L’ansia del Covid, il timore di aver perso tutto e il dramma di non riuscire a ripartire: oggi sull’Osservatore Romano un ottimo articolo di Francesco Macinanti presenta un autore forse poco conosciuto ma che rappresenta al meglio quel senso di “rinascita” dopo il peso di un’esistenza che sembrava inevitabilmente dalle crisi e guerre dei decenni scorsi. Si chiama Adam Zagajewski, è polacco, ma nato a Leopoli nell’odierna Ucraina nel 1945: «nello scrittore e poeta polacco la forte concezione della vita come concreta battaglia: l’esito non è scontato. La sconfitta è il risultato più probabile, anzi essa è il dato di partenza dell’esistenza. La vittoria, con le sue certezze, non è più raggiungibile. Sconfitta vuol dire scorrere inesorabile del tempo, caducità del presente», scrive l’Osservatore Romano presentando questa figura in questo tempo così particolare e “caduco” come la crisi Covid-19. La sconfitta come esperienza di dolore, di morte, l’esatto di quanto vissuto nei mesi passati della terribile pandemia: eppure, c’è un “eppure” che Zagajewski inquadra pur dopo tutte le esperienze pregresse.

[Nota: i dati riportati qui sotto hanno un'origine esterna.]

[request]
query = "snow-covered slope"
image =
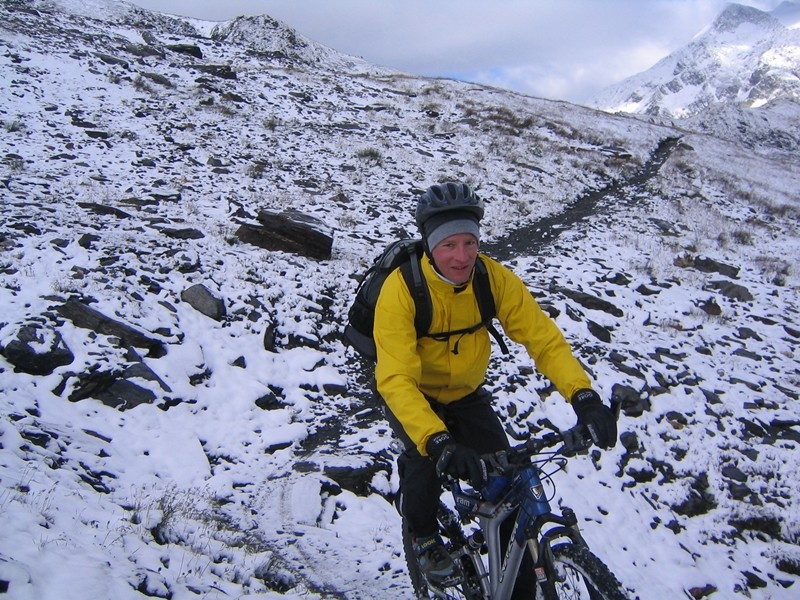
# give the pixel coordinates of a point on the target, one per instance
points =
(132, 147)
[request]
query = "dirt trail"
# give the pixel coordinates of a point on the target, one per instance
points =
(531, 239)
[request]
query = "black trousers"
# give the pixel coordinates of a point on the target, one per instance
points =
(473, 422)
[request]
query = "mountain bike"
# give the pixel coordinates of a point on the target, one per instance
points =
(564, 565)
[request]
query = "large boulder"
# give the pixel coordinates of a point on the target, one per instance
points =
(37, 349)
(289, 231)
(88, 318)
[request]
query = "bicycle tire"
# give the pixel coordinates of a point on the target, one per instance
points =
(579, 574)
(421, 589)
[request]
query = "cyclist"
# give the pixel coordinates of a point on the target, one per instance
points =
(433, 387)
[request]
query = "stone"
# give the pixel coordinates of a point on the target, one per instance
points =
(709, 265)
(201, 299)
(289, 231)
(88, 318)
(37, 350)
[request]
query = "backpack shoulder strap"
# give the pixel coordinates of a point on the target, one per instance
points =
(412, 274)
(486, 305)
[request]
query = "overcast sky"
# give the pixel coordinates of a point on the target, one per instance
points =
(557, 49)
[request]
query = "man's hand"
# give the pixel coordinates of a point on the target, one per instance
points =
(456, 459)
(596, 416)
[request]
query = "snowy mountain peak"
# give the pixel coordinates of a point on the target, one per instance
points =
(180, 418)
(788, 13)
(271, 37)
(746, 57)
(735, 15)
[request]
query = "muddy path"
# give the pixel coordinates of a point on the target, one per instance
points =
(531, 239)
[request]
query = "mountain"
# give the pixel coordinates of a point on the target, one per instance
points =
(179, 415)
(747, 59)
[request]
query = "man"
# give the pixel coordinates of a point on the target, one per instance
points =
(432, 384)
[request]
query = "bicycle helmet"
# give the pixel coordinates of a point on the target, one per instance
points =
(448, 209)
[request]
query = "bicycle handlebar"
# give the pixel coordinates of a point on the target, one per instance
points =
(574, 440)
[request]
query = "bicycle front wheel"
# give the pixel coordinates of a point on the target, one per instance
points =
(578, 574)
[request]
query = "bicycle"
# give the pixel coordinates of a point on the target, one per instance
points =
(564, 565)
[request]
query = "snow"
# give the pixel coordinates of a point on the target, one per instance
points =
(203, 493)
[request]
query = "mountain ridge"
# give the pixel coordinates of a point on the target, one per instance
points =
(239, 452)
(745, 56)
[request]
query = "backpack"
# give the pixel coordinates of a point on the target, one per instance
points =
(406, 255)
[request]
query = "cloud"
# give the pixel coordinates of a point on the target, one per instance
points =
(564, 50)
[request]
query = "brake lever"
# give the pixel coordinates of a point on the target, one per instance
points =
(575, 441)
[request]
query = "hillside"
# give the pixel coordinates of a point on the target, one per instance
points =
(162, 451)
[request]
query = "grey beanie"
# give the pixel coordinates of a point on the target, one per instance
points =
(442, 226)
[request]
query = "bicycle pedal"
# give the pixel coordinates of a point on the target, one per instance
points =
(440, 586)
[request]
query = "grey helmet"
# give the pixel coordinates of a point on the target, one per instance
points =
(447, 197)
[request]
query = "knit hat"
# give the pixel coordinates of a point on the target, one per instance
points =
(441, 226)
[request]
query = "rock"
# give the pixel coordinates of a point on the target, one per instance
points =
(183, 234)
(37, 350)
(112, 388)
(710, 307)
(88, 318)
(102, 209)
(598, 331)
(709, 265)
(201, 299)
(731, 290)
(221, 71)
(188, 49)
(633, 405)
(592, 302)
(289, 231)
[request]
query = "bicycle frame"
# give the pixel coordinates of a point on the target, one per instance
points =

LA CRISI E LA RINASCITA DOPO LA SCONFITTA
Nello stesso giorno in cui si ricorda la morte di Cesare Pavese, un altro autore prova ad inquadrare la morte e la sconfitta sotto un’altra luce: «Di fronte alla sconfitta il poeta oscilla, tituba, attratto ora dall’abisso del nichilismo, che lo trascina in basso verso l’annegamento, ora dalla speranza in una salvezza, un’àncora alla quale aggrapparsi, un fondamento sul quale ricostruire», scrive sempre l’Osservatore Romano proseguendo nel profilo di un poeta molto particolare come Zagajewski. Nel percorso personale, la fede e l’esperienza religiosa non sono dei “vessilli” senza alcun dubbio, bensì vengono scandagliati insieme al cuore dell’umano: «se Dio non esiste che cosa sono le parole, da dove viene quella luce interiore? E da dove la gioia? Dove va il nulla? Dove abita il perdono? Perché i piccoli sogni svaniscono al mattino, e quelli grandi crescono?», si chiede il poeta polacco inquadrando la morte come «un grande mistero, volti, speranze, attese che si perdono e la sensazione che nessuno ci aspetta lassù in cima». E così nella chiosa finale dell’Osservatore Romano sul poeta polacco-ucraino, si può leggere una risposta chiara e tutta da verificare – per ciascun individuo – alla domanda sulla sconfitta: «solo dopo la sconfitta che si può vivere realmente: le amicizie si fanno più profonde, l’amore solleva attento il capo». È solo dopo una sconfitta che si può tornare a vivere, a ricostruire, «purché non ci sorprenda la vittoria» è l’unica “avvertenza” di Adam Zagajewski.